A Rather Furious Rant.
Being too mean and/or poor to buy new books, I went over to Amazon’s kindle store yesterday and downloaded a large variety of free fantasy and mystery novels. All of these appeared to be book one of a series, which made a lot of marketing sense. The risk of liking a free book so much that I have to buy the rest of the series is a risk I’m more than prepared to take.
At any rate, I settled down with a book with a gorgeous cover – some sort of fantasy – and was forcibly reminded of one of the very few stylistic quirks that makes me want to sharpen my nib and convert my pen into a sword.
Starving, dropping with exhaustion and about to die of exposure, the heroine found herself in a “rather dire” situation. This was the point at which I deleted the book in despair. This wasn’t the first time such a namby pamby, uncommitted, lazy construction had been used, it was just the point at which I couldn’t take any more.
I fully admit that I’ve been guilty of this one myself. I hate it so much because it’s one of my own old mistakes. It seems to be a typical mistake of beginner writers in fact, and now I’ve mentioned how much I hate it, I should probably explain why.
You see, ‘rather’, like ‘slightly’, and ‘quite’ and my personal failing ‘a little’, are qualifiers. Their purpose is to take away the impact of the word you put them with – to make them mean less than they would mean alone. A ‘rather’ dire situation is nowhere near as dire as a dire situation, because that ‘rather’ dilutes the impact of the word.
Now this may be what the writer wanted to do in the first place. It’s possible he meant to convey the fact that the situation was not properly dire at all. If so, it works, in its way. But a better way would be to find a single word that can convey the correct level of direness without mealy-mouthed equivocation. To just slap a ‘rather’ in there is lazy and half-arsed.
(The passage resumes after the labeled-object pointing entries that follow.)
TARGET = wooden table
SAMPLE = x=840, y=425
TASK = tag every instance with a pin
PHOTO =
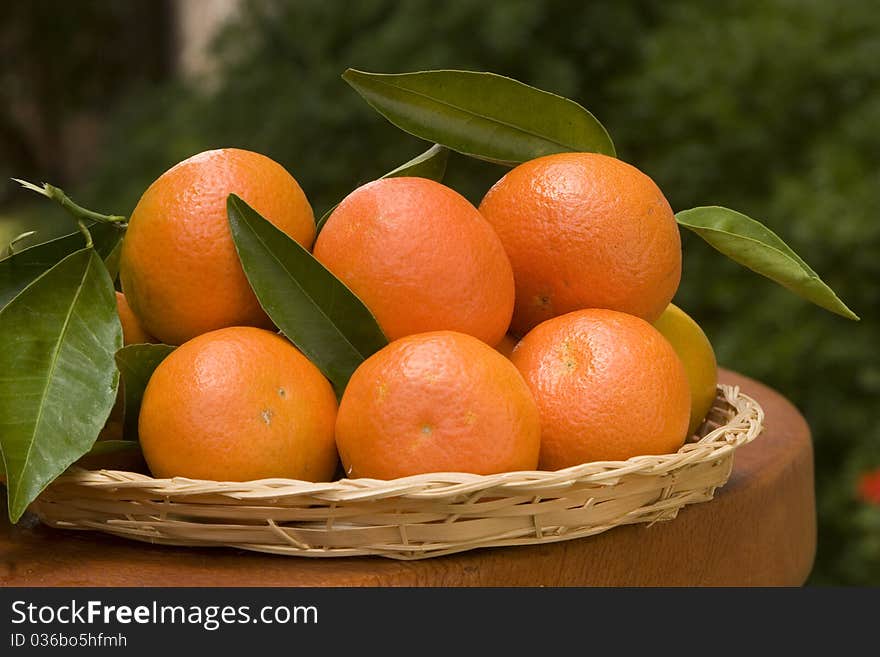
x=760, y=530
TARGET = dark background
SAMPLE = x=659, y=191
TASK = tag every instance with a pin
x=770, y=107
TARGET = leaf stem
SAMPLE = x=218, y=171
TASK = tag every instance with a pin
x=78, y=212
x=85, y=231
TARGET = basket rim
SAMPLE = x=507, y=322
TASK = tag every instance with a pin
x=742, y=427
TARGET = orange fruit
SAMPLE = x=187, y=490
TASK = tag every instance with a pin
x=507, y=345
x=238, y=404
x=421, y=258
x=179, y=269
x=436, y=402
x=608, y=386
x=698, y=357
x=584, y=230
x=132, y=331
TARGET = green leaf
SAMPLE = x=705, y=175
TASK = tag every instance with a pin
x=100, y=448
x=430, y=164
x=484, y=115
x=313, y=308
x=136, y=363
x=103, y=447
x=755, y=246
x=22, y=267
x=58, y=379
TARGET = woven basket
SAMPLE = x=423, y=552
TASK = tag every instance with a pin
x=412, y=517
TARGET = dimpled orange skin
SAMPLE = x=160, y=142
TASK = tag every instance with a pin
x=436, y=402
x=421, y=257
x=584, y=230
x=132, y=331
x=507, y=345
x=608, y=386
x=238, y=404
x=179, y=268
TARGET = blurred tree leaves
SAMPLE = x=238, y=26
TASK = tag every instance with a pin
x=767, y=106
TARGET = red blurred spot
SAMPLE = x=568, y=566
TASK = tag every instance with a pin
x=869, y=487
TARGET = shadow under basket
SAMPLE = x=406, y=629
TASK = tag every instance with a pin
x=412, y=517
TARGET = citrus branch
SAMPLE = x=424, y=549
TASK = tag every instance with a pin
x=81, y=214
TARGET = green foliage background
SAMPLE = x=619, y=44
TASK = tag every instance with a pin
x=771, y=107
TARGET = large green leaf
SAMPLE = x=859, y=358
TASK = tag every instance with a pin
x=430, y=164
x=100, y=448
x=483, y=115
x=136, y=363
x=314, y=309
x=58, y=378
x=22, y=267
x=753, y=245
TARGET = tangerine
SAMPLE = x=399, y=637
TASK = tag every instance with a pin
x=238, y=404
x=437, y=402
x=585, y=230
x=608, y=387
x=421, y=258
x=179, y=269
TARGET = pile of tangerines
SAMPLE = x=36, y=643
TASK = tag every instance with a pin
x=535, y=331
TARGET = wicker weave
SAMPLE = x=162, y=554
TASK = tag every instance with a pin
x=412, y=517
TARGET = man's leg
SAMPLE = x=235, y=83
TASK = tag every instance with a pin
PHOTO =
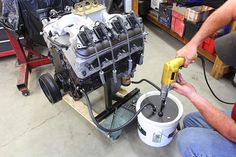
x=202, y=142
x=195, y=119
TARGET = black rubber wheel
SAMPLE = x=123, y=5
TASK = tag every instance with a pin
x=234, y=83
x=50, y=88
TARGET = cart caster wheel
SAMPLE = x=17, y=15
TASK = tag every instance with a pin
x=178, y=127
x=25, y=92
x=50, y=88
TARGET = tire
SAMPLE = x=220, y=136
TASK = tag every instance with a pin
x=50, y=88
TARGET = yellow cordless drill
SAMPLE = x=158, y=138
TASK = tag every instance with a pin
x=169, y=76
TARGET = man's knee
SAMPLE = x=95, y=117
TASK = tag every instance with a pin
x=186, y=141
x=189, y=119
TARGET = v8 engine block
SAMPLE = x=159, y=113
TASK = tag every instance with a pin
x=89, y=48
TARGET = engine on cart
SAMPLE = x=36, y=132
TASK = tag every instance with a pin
x=90, y=47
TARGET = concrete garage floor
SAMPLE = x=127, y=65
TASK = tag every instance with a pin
x=31, y=126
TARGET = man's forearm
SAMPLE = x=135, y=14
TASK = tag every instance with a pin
x=221, y=17
x=216, y=118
So, the situation is not really dire? Perhaps then it’s ‘perilous’? Or is it only ‘threatening’? Or is it even less bad – ‘worrying’ maybe? There are perfectly good words for a range of levels of threat somewhere less than dire. It’s stronger, more efficient, more meticulous to use one of those instead.
But if the writer really meant that the situation was a dire one – honest-to-goodness, it really is. Seriously, brace yourself, she may not survive – then the writer should have the courage of their conviction and actually say so. Something which is rather dire is not more dire than something which is simply dire. Dire needs no stinking qualifier. Dire is cool enough to ride alone, with a four megatonne nuke under one arm and a grimoire entitled “Five easy spells to end the universe,” under the other.
And to be frank few other words need it either. I don’t believe in bad words, so there must be occasions when I’d rather have a rather than not. But on most occasions it’s better to write with certainty, rather (heh) than writing as though you can never quite commit to what you’re saying. And that means picking a good word and letting it speak for itself.
Brilliant, needs no qualifier either. This piece is brilliant.
What wonderful advise for a new author. I will remember this. Thank you.
Thank you, Judi! It’s something that took me a long time to understand myself. At first I tried not to do it simply because all the writing books said I shouldn’t. It was only after I’d accustomed myself to prose that didn’t have qualifiers that I looked back and realized how very limp they made everything.
Thanks CJ! I had a comment from another author to point out that you can use it effectively in certain circumstances – she has a 1930s professor who uses it a lot in a mark of his stiff-upper-lip British understatement. “I say, Jonty, those bombs were rather upsetting. I seem to have lost an arm!” That sort of thing.
But the rest of the time, I think it’s best to steer clear of it altogether.
When I read through the completed manuscript of my first attempt at a novel, I winced at the number of times I used the word “slightly”. I took them all out. That made it slightly better.
*g* My failing in that department is ‘a little’. I use a little a lot. Now it’s the first thing I look for when I run the finished manuscript through cliche-cleaner. It does seem we’re trained into not being too emphatic at an early age.